Bu kısmen, sızıntıdan bu yana geçen yıllarda meydana gelen şiddetli fırtınalardan kaynaklanmaktadır. McClenachan, ilk petrol sızıntısının o zamanlar bataklık olan kıyıdaki birçok bitkiyi öldürdüğünü söylüyor. Bunlar öldükten sonra, bataklık çimen kökleri tarafından tutulan toprak gevşetildi ve yıkandı. Ancak yağ suda kaldı ve daha fazla bitkiyi öldürdüğü bataklığa doğru itildi.

McClenachan, “Bataklıkta hâlâ petrol olduğu için toprak gücü eski haline gelmedi ve bu, petrol sızıntısından önce meydana gelmeyen fırtınalar sırasında gerçekten güçlü erozyon olaylarına neden oluyor” diyor.

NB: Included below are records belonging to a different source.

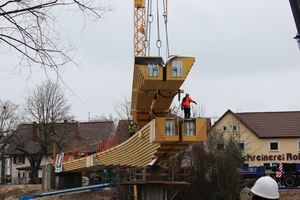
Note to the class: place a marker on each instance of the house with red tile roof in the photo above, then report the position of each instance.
(76, 135)
(265, 138)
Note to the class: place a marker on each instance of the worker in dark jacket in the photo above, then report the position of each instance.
(132, 128)
(186, 105)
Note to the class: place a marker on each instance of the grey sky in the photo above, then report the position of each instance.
(246, 58)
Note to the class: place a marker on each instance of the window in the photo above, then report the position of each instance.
(224, 128)
(189, 128)
(153, 70)
(220, 146)
(273, 145)
(170, 128)
(241, 145)
(177, 68)
(234, 128)
(245, 164)
(19, 159)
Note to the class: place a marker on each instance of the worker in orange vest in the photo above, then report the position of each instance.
(186, 105)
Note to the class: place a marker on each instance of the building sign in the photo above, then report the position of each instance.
(280, 157)
(58, 164)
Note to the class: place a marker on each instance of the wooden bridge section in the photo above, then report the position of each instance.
(156, 142)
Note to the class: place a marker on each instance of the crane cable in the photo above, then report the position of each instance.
(158, 41)
(166, 26)
(148, 28)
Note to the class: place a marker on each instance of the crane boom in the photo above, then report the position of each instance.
(295, 5)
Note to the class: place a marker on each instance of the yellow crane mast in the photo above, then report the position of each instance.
(139, 27)
(155, 82)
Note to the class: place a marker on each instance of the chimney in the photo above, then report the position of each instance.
(34, 132)
(77, 124)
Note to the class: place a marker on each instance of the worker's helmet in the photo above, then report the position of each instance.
(266, 187)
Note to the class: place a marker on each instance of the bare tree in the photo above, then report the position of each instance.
(122, 108)
(8, 123)
(47, 107)
(31, 29)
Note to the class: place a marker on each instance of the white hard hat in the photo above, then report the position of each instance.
(266, 187)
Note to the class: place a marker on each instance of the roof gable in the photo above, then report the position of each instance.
(273, 124)
(285, 124)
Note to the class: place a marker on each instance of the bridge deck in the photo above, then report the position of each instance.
(148, 144)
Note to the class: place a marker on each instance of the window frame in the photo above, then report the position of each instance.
(244, 144)
(234, 128)
(220, 143)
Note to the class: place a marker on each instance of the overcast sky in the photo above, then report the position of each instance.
(246, 58)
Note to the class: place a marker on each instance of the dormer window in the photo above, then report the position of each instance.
(234, 128)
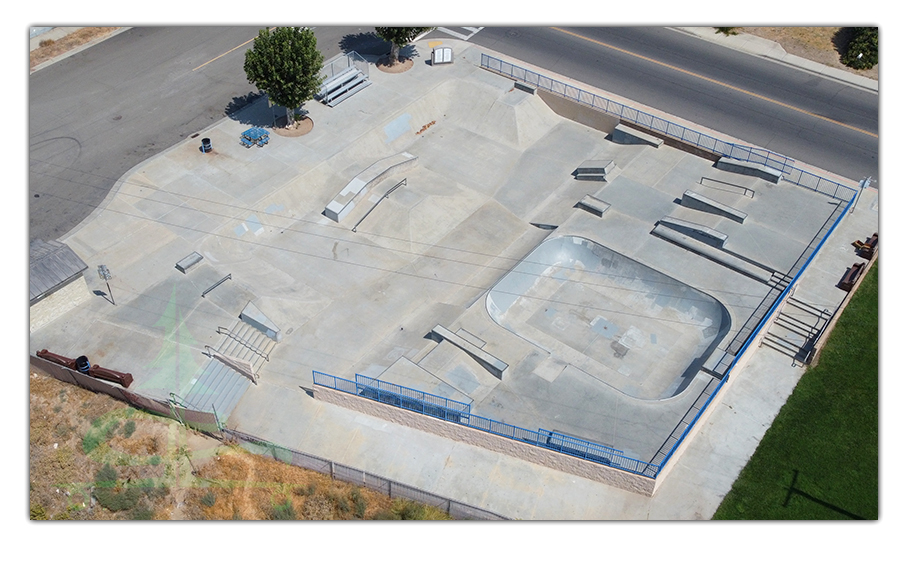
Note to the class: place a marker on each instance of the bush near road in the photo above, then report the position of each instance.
(92, 457)
(819, 460)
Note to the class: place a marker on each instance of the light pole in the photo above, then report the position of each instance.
(106, 275)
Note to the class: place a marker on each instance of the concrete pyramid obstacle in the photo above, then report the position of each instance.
(254, 317)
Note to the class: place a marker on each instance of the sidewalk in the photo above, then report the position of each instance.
(183, 200)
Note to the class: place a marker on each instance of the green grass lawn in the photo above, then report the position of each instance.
(819, 460)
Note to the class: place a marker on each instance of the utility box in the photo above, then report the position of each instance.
(440, 55)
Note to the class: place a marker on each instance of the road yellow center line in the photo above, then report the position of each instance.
(720, 83)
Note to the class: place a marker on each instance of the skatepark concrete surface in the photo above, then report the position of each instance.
(494, 172)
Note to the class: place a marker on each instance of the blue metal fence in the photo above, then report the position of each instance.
(673, 130)
(454, 411)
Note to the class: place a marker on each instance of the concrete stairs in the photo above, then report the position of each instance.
(219, 385)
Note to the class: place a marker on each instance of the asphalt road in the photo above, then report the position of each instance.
(95, 115)
(807, 117)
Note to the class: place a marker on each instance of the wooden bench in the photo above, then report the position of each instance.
(867, 250)
(851, 276)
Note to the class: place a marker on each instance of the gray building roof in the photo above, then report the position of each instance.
(53, 266)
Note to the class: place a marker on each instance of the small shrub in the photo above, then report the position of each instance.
(862, 51)
(110, 494)
(37, 512)
(208, 499)
(90, 441)
(318, 507)
(111, 428)
(409, 510)
(283, 511)
(142, 512)
(359, 503)
(342, 505)
(118, 499)
(385, 514)
(106, 476)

Uydu görüntülerinin analizi, dökülmeden sonra bataklık kaybı oranının iki katına çıktığını gösterdi. Bataklık seviyelerinin doğal kayması ve deniz seviyesinin yükselmesi gibi insan kaynaklı faktörlerin bir kombinasyonu nedeniyle, çalışma alanı boyunca kıyı şeridi, dökülmeden önce yılda ortalama 0,8 metre alçalmaktaydı. Ancak bu kayıp, daha sonra yılda ortalama yaklaşık 1,7 metreye yükseldi, ancak 2012’de Isaac Kasırgası’nın Louisiana’yı vurmasından sonraki 12 ay içinde bataklık kabaca 2,5 metre geriledi.

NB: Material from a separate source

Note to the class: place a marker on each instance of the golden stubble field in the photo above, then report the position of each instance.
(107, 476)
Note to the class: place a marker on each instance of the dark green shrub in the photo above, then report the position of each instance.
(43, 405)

Bazı araştırmalar, son on yılda kıyı şeridi erozyonunu fırtınalardan çok petrol sızıntısının etkileyip etkilemediğini sorguladı. Ancak McClenachan’ın uydu analizine göre, petrol sızıntısından yıllar önce 2005’te Louisiana kıyılarını vuran Katrina Kasırgası, petrol sızıntısından sonraki çok daha zayıf fırtınalar kadar kıyı kaybına neden olmadı. Bu, bunun bir ya/ya da sorusu olmadığını gösterir; bunun yerine petrol sızıntısının kalıcı etkileri, kıyı şeridini fırtına hasarına karşı daha savunmasız hale getirdi.

Tallahassee, Fla’da özel bir araştırma danışmanlığı şirketi olan Research Planning Inc.’de çevre bilimcisi olan Scott Zengel, yeni çalışmanın, sızıntının toprağın stabilitesi üzerindeki etkisini de göstermesi bakımından benzersiz olduğunu söylüyor. Deepwater Horizon felaketi.

“Gerçekten bir erozyon etkisinin olduğu fikrini doğruluyor” diyor ve çalışmanın uzunluğunun, petrolün bataklıktaki değişikliklerde rol oynadığını gösteren önceki araştırmaları tamamladığını ekliyor.

Bu değişiklikler bir dereceye kadar azaltılabilir. Zengel’in çalışması, bataklık otlarını yeniden dikmek gibi tekniklerin kıyı şeridi erozyon oranını azaltmaya yardımcı olabileceğini gösteriyor. Toprak tutuşunu artırmak için, “gerçekten bitkilerin kilit faktörlerden biri olduğuna işaret ediyor” diyor.